When the original 13 colonies gained independence from Britain, Americans relied on two main sources of energy: wood and horse power. Our energy needs have become far more complex in the 200-plus years since, but we’re once again getting closer to greater independence from foreign powers…this time from oil-producing countries in the Middle East.
While cutting off all ties from the Middle East may have been a mere pipe dream a few years ago, it is very much a reality today.
The Future of U.S. Oil Production
We’re now producing more oil and gas than Saudi Arabia. In just the last four years, crude reserves have climbed by 50%. Since 1999, natural gas reserves have doubled.
This reversal means that the U.S. is enjoying a long-awaited position of strength in the global energy landscape. And it means that when the 50th anniversary of the oil embargo rolls around in 2023, the U.S. is likely to be a net energy exporter.
If you add a little help from our two close neighbors in Canada and Mexico – also enjoying energy booms – it’s entirely possible that North America as a whole can achieve energy independence within the next decade
The impetus behind that growth – the fracking revolution and horizontal drilling – may not be overwhelmingly popular in all areas of the country. But becoming energy independent would be very popular indeed.
Of course, energy independence isn’t a goal that, once established, will continue indefinitely. As with any natural resource, U.S. oil production draws from a limited supply.

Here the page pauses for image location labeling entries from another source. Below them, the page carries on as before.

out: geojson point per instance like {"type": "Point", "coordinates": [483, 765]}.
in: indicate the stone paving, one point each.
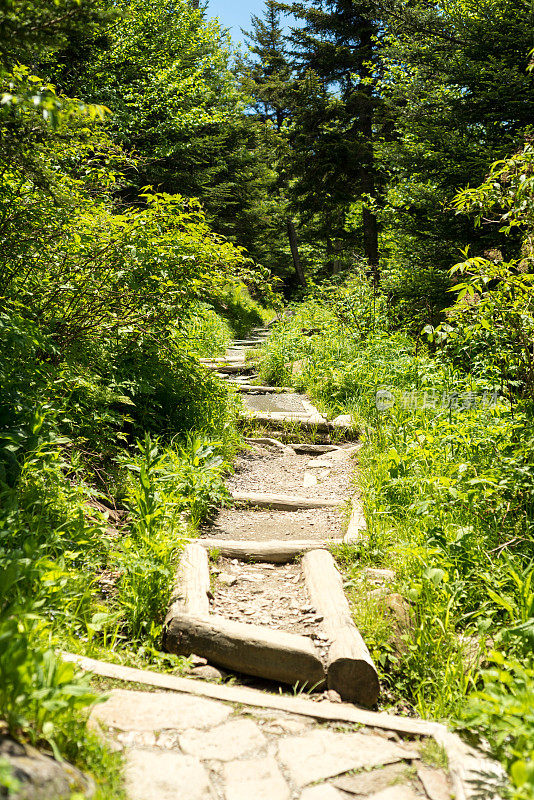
{"type": "Point", "coordinates": [179, 747]}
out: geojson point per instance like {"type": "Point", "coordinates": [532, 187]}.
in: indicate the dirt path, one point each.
{"type": "Point", "coordinates": [192, 740]}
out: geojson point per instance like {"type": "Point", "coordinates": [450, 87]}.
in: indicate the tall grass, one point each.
{"type": "Point", "coordinates": [447, 472]}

The more we produce, the less we’ll have left.
It will be extremely interesting to see how well U.S.-based oil explorers and producers are able to replenish their reserves even as they ramp up production. As plans develop to build more energy production and export infrastructure, one has to question when this stage of the boom will run its course.
Still, as rampant domestic production reduces the need to import crude oil, it appears that investors should have at least a 10-year window within which owning quality U.S. onshore explorers and producers (E&Ps) is likely to pay dividends. I recommend participating in the trend but not turning a blind eye to the reality that the boom isn’t likely to last forever.
The key metric to watch is the reserve replenishment ratios – a measure that compares how much oil a producer added to its proven reserve base to how much oil it produced during the year.
A reserve replenishment ratio above one indicates that a company is adding oil, whereas a ratio below one shows that it’s “running out” of oil. Once we see this ratio dropping below one for a large number of U.S. producers, it will be time to phase out of these investments.
Don’t expect that to happen in the next decade. Until then, I strongly recommend adding domestic oil producers to your intermediate-term portfolio.